Studio 54: Night Magic

Image of Studio 54: Night Magic
Author(s): 
Release Date: 
March 24, 2020
Publisher/Imprint: 
Rizzoli Electa
Pages: 
176
Reviewed by: 

Studio 54: Night Magic serves as a catalog for an exhibit that took place at the Brooklyn Museum, which means that the parameters for assessing a book of this type within the genre differ from its “cousins.”

It is a rare moment when the written word accompanied by photographs cannot fully tell the story or convey the mood and essence of a bygone era. Whether in Studio 54: Night Magic or in Ian Schraeger’s Studio 54, neither can truly offer the reader the reality and exhilaration that came with entering Studio 54.

Studio 54: Night Magic is a more technical and factual telling with diagrams, barely readable news clippings, door lists and background of this once in a lifetime disco, not a night club as it is described in the book. Yes, it was all about the  theater of New York City night life, but by no means was it a nightclub—it  was the place to be, to dance, do drugs, see and be seen, and to lose yourself in this magical, fantastical world that was Studio.

Yokobosky takes a decidedly different tack in describing the life and times of this phenomenon that only lasted three years and has endured the test of time for over three decades. He has chosen to explain the background and the mindset of Studio’s two owners while constructing and conceiving this pleasure palace, which is not the information that many readers will be searching for when they purchase the book.
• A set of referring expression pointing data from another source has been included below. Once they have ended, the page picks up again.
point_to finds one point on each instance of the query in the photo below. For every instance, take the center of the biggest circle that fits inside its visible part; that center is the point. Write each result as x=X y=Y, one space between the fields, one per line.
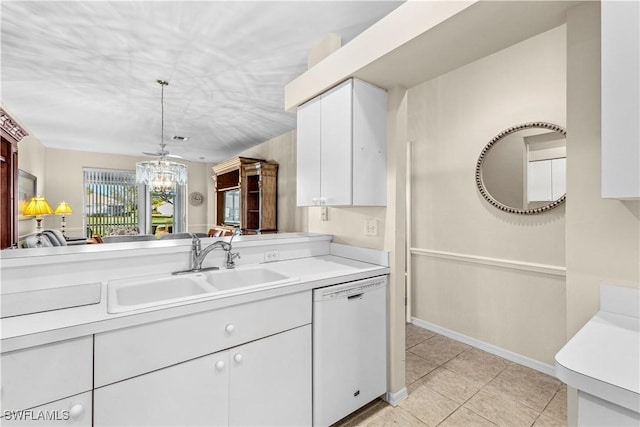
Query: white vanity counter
x=312 y=259
x=602 y=361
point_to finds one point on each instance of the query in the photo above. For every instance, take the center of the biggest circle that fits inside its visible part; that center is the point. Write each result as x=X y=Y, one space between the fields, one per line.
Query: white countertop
x=313 y=272
x=603 y=358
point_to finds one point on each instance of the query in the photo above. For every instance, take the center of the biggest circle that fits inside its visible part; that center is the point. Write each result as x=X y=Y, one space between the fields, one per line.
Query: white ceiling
x=82 y=75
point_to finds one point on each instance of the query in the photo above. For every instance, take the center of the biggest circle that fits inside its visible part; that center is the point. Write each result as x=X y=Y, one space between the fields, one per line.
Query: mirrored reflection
x=524 y=171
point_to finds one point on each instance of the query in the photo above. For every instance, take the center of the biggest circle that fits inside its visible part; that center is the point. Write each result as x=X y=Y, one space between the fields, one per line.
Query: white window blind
x=111 y=199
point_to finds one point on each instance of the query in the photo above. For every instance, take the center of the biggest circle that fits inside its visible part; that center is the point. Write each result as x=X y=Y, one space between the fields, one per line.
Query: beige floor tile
x=501 y=409
x=415 y=335
x=450 y=384
x=527 y=386
x=429 y=406
x=439 y=349
x=547 y=421
x=557 y=408
x=478 y=365
x=388 y=416
x=465 y=418
x=416 y=367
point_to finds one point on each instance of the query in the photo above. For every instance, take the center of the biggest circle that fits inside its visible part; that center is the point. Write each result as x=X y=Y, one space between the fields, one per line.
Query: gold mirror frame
x=480 y=183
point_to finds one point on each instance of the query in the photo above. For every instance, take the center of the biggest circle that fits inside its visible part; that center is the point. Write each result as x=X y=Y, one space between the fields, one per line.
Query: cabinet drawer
x=72 y=411
x=133 y=351
x=47 y=373
x=194 y=393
While the book may be interesting and amazingly visionary in many ways, the prospective reader wants to either relive being there or bemoan not having lived through this era.

The author has somehow rebranded Studio 54 as an event space given its focus on “special event evenings” as well as a nightclub, when in fact it was the disco of discos and the barometer by which all others were and are judged to this day. This reader found the telling disjointed and, in many ways, tangential to what the actual “moment” captured at a time when New York City was falling apart, yet the raw hedonism of Studio 54 reminded you of Nero fiddling while Rome burned.

One can only surmise that the museum exhibit itself is more inspiring than the book, but there are some who will revel in this telling of a legendary era and club in the long history of New York City nightlife.

Bluntly put, maybe you just had to be there to experience it and to understand what made this rarefied place so different and unique when compared to any other cha-cha palace you danced in anywhere in the world.